Moreover, tools like NVIVO are imbricated in other structures which reinforce their dominance. University HDR training courses and resource guides are devoted to software tools which are in common use. Additionally, supervisors and senior academics are likely to use the dominant software, and so are in an influential position to recommend its use to their students. This support infrastructure reinforces their dominance by ascribing them a special, or reified status within the institution. At a broader level, even though open source has become a dominant business model, the advocacy behind free and open source software (FOSS) appears to be waning; open source is now the mainstream, and it no longer requires a rebel army of misfits, nerds and outliers (myself included) to be its flag-bearers. This begs the question – who advocates for FOSS within the academy? And more importantly – what influence do they have compared with a slick marketing and sales effort from a global multi-national? I’m reminded here of Eben Moglen’s wise words at linux.conf.au 2015 in Auckland in the context of opposing patent trolls through collective efforts – “freedom itself depends upon how we make use of the technologies we are creating”. That is, universities themselves have created the dependence on academic technologies which now restrict them.

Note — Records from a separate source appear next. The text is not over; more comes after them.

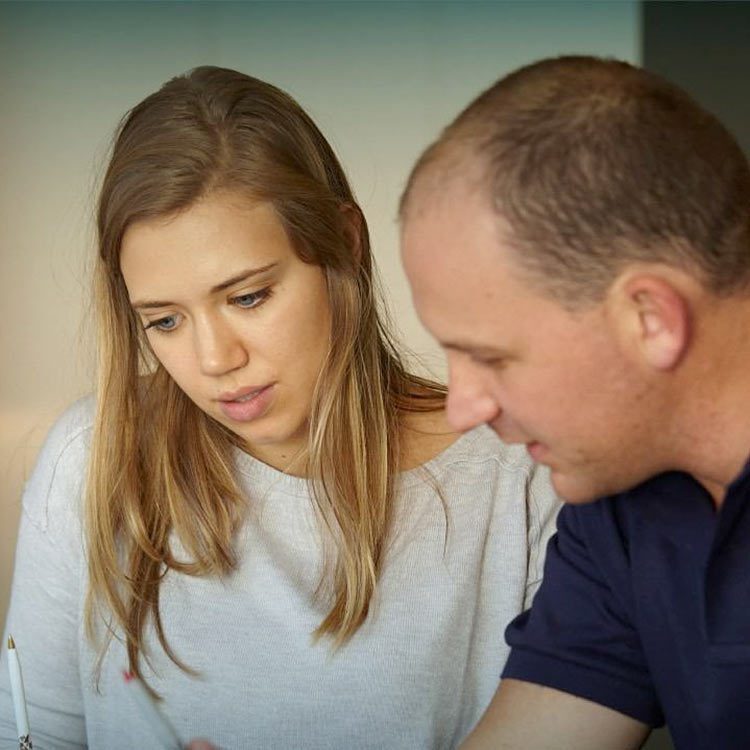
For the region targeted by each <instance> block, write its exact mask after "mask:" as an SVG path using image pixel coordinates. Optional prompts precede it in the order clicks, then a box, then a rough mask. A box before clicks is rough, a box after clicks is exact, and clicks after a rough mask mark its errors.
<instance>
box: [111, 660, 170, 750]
mask: <svg viewBox="0 0 750 750" xmlns="http://www.w3.org/2000/svg"><path fill="white" fill-rule="evenodd" d="M122 676H123V677H124V678H125V685H126V686H127V687H128V690H129V692H130V694H131V695H132V696H133V700H134V701H135V702H136V703H137V704H138V707H139V708H140V709H141V715H142V716H143V718H144V719H146V721H147V722H148V724H149V726H150V727H151V730H152V731H153V733H154V736H155V737H156V739H157V740H158V741H159V742H160V744H161V745H162V747H164V748H165V749H166V750H182V743H181V742H180V738H179V737H178V736H177V732H175V730H174V727H173V726H172V725H171V724H170V723H169V721H168V720H167V717H166V716H164V714H163V713H162V712H161V711H160V710H159V707H158V706H157V705H156V701H154V699H153V698H152V697H151V694H150V693H149V692H148V690H146V687H145V685H144V684H143V683H142V682H141V681H140V680H139V679H138V678H137V677H136V676H135V675H134V674H133V673H132V672H126V671H124V670H123V673H122Z"/></svg>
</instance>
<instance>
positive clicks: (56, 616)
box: [0, 403, 89, 750]
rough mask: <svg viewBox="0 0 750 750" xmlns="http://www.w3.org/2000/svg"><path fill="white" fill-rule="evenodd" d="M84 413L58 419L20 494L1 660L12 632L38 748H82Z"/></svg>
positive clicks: (36, 743)
mask: <svg viewBox="0 0 750 750" xmlns="http://www.w3.org/2000/svg"><path fill="white" fill-rule="evenodd" d="M87 411H88V409H87V407H86V405H85V404H82V403H79V404H77V405H75V406H73V407H71V409H69V410H68V411H67V412H66V413H65V414H64V415H63V416H62V417H61V418H60V420H59V421H58V422H57V423H56V424H55V426H54V427H53V428H52V430H51V431H50V434H49V435H48V437H47V440H46V442H45V444H44V446H43V448H42V450H41V452H40V454H39V457H38V459H37V463H36V466H35V468H34V471H33V473H32V475H31V477H30V479H29V481H28V482H27V484H26V487H25V490H24V494H23V502H22V514H21V524H20V529H19V534H18V544H17V547H16V559H15V569H14V574H13V584H12V589H11V599H10V607H9V610H8V617H7V621H6V624H5V632H4V636H3V644H2V646H3V649H2V655H3V658H2V661H7V657H6V654H5V647H6V644H7V640H8V635H9V634H10V635H12V636H13V639H14V641H15V643H16V647H17V649H18V655H19V660H20V662H21V668H22V670H23V679H24V687H25V693H26V703H27V708H28V716H29V726H30V729H31V738H32V741H33V744H34V748H35V750H44V749H45V748H55V749H56V750H68V749H70V748H84V747H86V729H85V722H84V716H83V714H84V711H83V700H82V693H81V683H80V677H79V669H78V656H79V635H80V633H79V631H80V619H81V618H80V603H81V586H82V572H83V565H84V555H83V541H82V534H81V523H80V506H81V495H82V488H83V480H84V476H85V463H86V443H87V440H88V433H89V429H88V424H87V421H88V420H87V419H86V416H87ZM6 748H7V749H8V750H10V749H11V748H12V749H13V750H16V749H17V748H18V736H17V733H16V725H15V720H14V714H13V703H12V696H11V693H10V680H9V675H8V669H7V666H6V665H5V664H3V665H0V750H5V749H6Z"/></svg>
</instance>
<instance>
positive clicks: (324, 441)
mask: <svg viewBox="0 0 750 750" xmlns="http://www.w3.org/2000/svg"><path fill="white" fill-rule="evenodd" d="M98 236H99V257H98V268H97V291H96V303H97V307H98V315H99V352H100V356H99V362H100V372H99V385H98V392H97V396H96V400H95V405H92V404H90V403H89V402H83V403H79V404H77V405H75V406H74V407H72V409H70V410H69V411H68V412H67V413H66V414H65V415H64V416H63V417H62V419H61V420H60V421H59V422H58V424H57V425H56V426H55V427H54V428H53V430H52V432H51V434H50V436H49V438H48V440H47V443H46V445H45V447H44V449H43V450H42V453H41V454H40V457H39V459H38V463H37V467H36V469H35V472H34V475H33V477H32V478H31V480H30V482H29V484H28V485H27V488H26V492H25V495H24V517H23V522H22V527H21V532H20V537H19V546H18V553H17V562H16V571H15V577H14V584H13V593H12V599H11V607H10V611H9V616H8V623H7V626H6V627H7V632H10V633H12V634H13V636H14V638H15V640H16V643H17V644H18V647H19V652H20V654H21V656H22V661H23V667H24V670H25V682H26V694H27V699H28V703H29V713H30V721H31V725H32V736H33V739H34V742H35V747H45V746H54V747H59V746H63V747H75V748H79V747H84V746H88V747H92V748H107V749H108V750H116V749H117V748H136V747H137V748H148V747H153V746H156V742H155V740H154V737H153V734H152V732H151V729H150V727H149V725H148V723H147V722H145V721H144V718H143V716H142V715H141V713H140V711H139V709H138V706H137V705H136V704H135V703H133V702H132V700H131V698H130V695H129V693H128V692H126V690H125V688H124V686H123V684H122V679H121V671H122V670H123V669H127V670H129V671H131V672H133V673H135V674H136V675H139V676H140V677H141V678H142V679H143V680H144V682H145V683H146V684H147V685H148V687H149V689H150V690H152V691H153V693H154V694H155V695H157V696H159V697H160V698H161V699H162V703H161V707H162V710H163V712H164V713H165V714H166V715H167V716H168V717H169V719H170V720H171V722H172V723H173V724H174V726H175V727H176V729H177V731H178V733H179V734H180V736H181V737H183V738H185V739H187V738H189V737H193V736H196V735H203V736H207V737H209V738H210V739H211V740H212V742H215V743H216V744H217V745H218V746H220V747H225V748H230V747H237V748H240V747H241V748H247V747H258V748H272V747H274V748H285V749H288V748H295V747H300V748H302V747H304V748H338V747H347V748H351V747H357V748H375V747H388V748H397V747H403V748H418V747H424V748H448V747H454V746H456V745H457V744H458V743H459V742H460V741H461V739H462V738H463V737H464V736H465V735H466V734H467V733H468V732H469V730H470V729H471V728H472V726H473V725H474V724H475V723H476V721H477V720H478V719H479V717H480V715H481V713H482V711H483V710H484V708H485V707H486V705H487V704H488V703H489V701H490V699H491V697H492V695H493V693H494V690H495V687H496V684H497V678H498V675H499V673H500V669H501V667H502V665H503V662H504V660H505V657H506V653H507V652H506V647H505V644H504V640H503V629H504V626H505V624H506V622H507V621H508V620H509V619H510V618H511V617H512V616H513V615H515V614H517V613H518V612H519V611H521V610H522V609H523V608H525V607H526V606H527V605H528V603H529V599H530V597H531V595H532V594H533V592H534V590H535V588H536V586H537V585H538V582H539V578H540V576H541V562H542V556H543V546H544V543H545V541H546V538H547V537H548V536H549V534H550V532H551V529H552V525H553V516H554V514H555V511H556V509H557V501H556V500H555V498H554V495H553V494H552V491H551V490H550V487H549V484H548V481H547V478H546V476H544V475H542V474H540V473H539V472H538V471H537V470H535V468H534V467H533V466H532V464H531V463H530V462H529V460H528V458H527V457H526V455H525V452H524V451H523V449H520V448H514V449H511V448H508V447H506V446H504V445H503V444H502V443H500V442H499V440H498V439H497V438H496V437H495V435H494V434H493V433H492V432H491V431H490V430H489V428H486V427H483V428H480V429H477V430H474V431H472V432H470V433H467V434H465V435H463V436H460V437H457V436H456V435H454V434H450V433H449V431H448V430H447V428H446V427H445V423H444V415H443V407H444V400H445V389H444V388H443V387H442V386H440V385H438V384H436V383H433V382H430V381H428V380H425V379H422V378H419V377H416V376H415V375H412V374H410V373H409V372H407V371H406V370H405V368H404V366H403V365H402V364H401V361H400V359H399V357H398V354H397V352H396V349H395V347H394V345H393V343H392V341H391V338H390V336H389V334H388V332H387V329H386V328H385V327H384V325H383V323H382V321H381V320H380V319H379V317H378V312H377V305H376V295H375V291H374V288H373V270H372V259H371V255H370V247H369V241H368V235H367V227H366V224H365V222H364V219H363V218H362V215H361V212H360V210H359V208H358V207H357V205H356V203H355V200H354V197H353V195H352V193H351V190H350V188H349V186H348V184H347V181H346V178H345V176H344V173H343V171H342V169H341V167H340V165H339V164H338V161H337V160H336V157H335V155H334V154H333V152H332V151H331V149H330V146H329V145H328V143H327V142H326V141H325V139H324V138H323V136H322V135H321V134H320V132H319V131H318V130H317V128H316V127H315V125H314V124H313V123H312V121H311V120H310V119H309V117H307V115H306V114H305V113H304V112H303V111H302V110H301V109H300V108H299V106H298V105H297V104H296V103H295V102H294V101H293V100H292V99H290V97H288V96H287V95H286V94H284V93H283V92H281V91H279V90H278V89H276V88H274V87H272V86H270V85H268V84H266V83H263V82H261V81H258V80H255V79H253V78H250V77H248V76H245V75H242V74H240V73H237V72H234V71H230V70H225V69H220V68H211V67H204V68H198V69H196V70H194V71H192V72H190V73H188V74H187V75H185V76H180V77H178V78H175V79H173V80H171V81H169V82H168V83H167V84H165V85H164V86H163V87H162V88H161V89H160V90H159V91H157V92H156V93H154V94H153V95H151V96H149V97H148V98H147V99H145V100H144V101H143V102H141V103H140V104H139V105H138V106H137V107H135V108H134V109H133V110H132V111H131V112H130V113H129V114H128V115H127V116H126V118H125V119H124V121H123V123H122V125H121V127H120V130H119V132H118V134H117V137H116V141H115V145H114V150H113V154H112V157H111V161H110V164H109V167H108V170H107V173H106V175H105V178H104V184H103V187H102V191H101V197H100V202H99V209H98ZM2 679H3V682H2V683H0V686H1V688H0V709H1V710H0V716H1V717H2V718H1V719H0V737H2V740H3V741H4V742H5V743H6V744H7V746H8V747H11V746H12V744H11V743H12V742H13V734H14V731H13V726H12V723H11V720H10V716H11V711H10V698H9V694H8V685H7V682H6V681H5V679H6V678H5V676H4V675H3V678H2ZM16 741H17V740H16ZM2 746H3V747H4V746H5V745H2Z"/></svg>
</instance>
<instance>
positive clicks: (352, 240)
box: [339, 203, 364, 263]
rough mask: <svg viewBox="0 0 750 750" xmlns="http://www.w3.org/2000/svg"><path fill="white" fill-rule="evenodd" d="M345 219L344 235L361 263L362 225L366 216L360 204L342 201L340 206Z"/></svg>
mask: <svg viewBox="0 0 750 750" xmlns="http://www.w3.org/2000/svg"><path fill="white" fill-rule="evenodd" d="M339 210H340V211H341V218H342V220H343V232H344V237H345V238H346V240H347V244H348V245H349V247H350V248H351V250H352V254H353V255H354V260H355V261H356V262H357V263H360V262H361V260H362V226H363V222H364V218H363V217H362V211H361V210H360V209H359V206H356V205H354V204H352V203H342V204H341V206H340V207H339Z"/></svg>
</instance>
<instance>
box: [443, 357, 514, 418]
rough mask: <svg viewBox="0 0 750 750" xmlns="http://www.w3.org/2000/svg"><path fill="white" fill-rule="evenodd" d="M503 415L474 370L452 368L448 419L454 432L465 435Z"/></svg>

There is hope, however. Platforms like ArXiv – the free distribution service and open access archive for nearly two million pre-prints in mathematics, computer science and other (primarily quant) fields – are starting to challenge the status quo. For example, the Australian Research Council recently overturned their prohibition on the citation of pre-prints in competitive grant applications.

Imagine if universities combined their resources – like they have done with ArXiv – to provide an open source qualitative coding tool, locally hosted, and accessible to everyone. In the words of Freire,

“Reading is not walking on the words; it’s grasping the soul of them.”

Paulo Freire, Pedagogy of the Oppressed

Qualitative analysis tools allow us to grasp the soul of the artefacts we create through research; and that ability should be afforded to everyone – not just those that can afford it.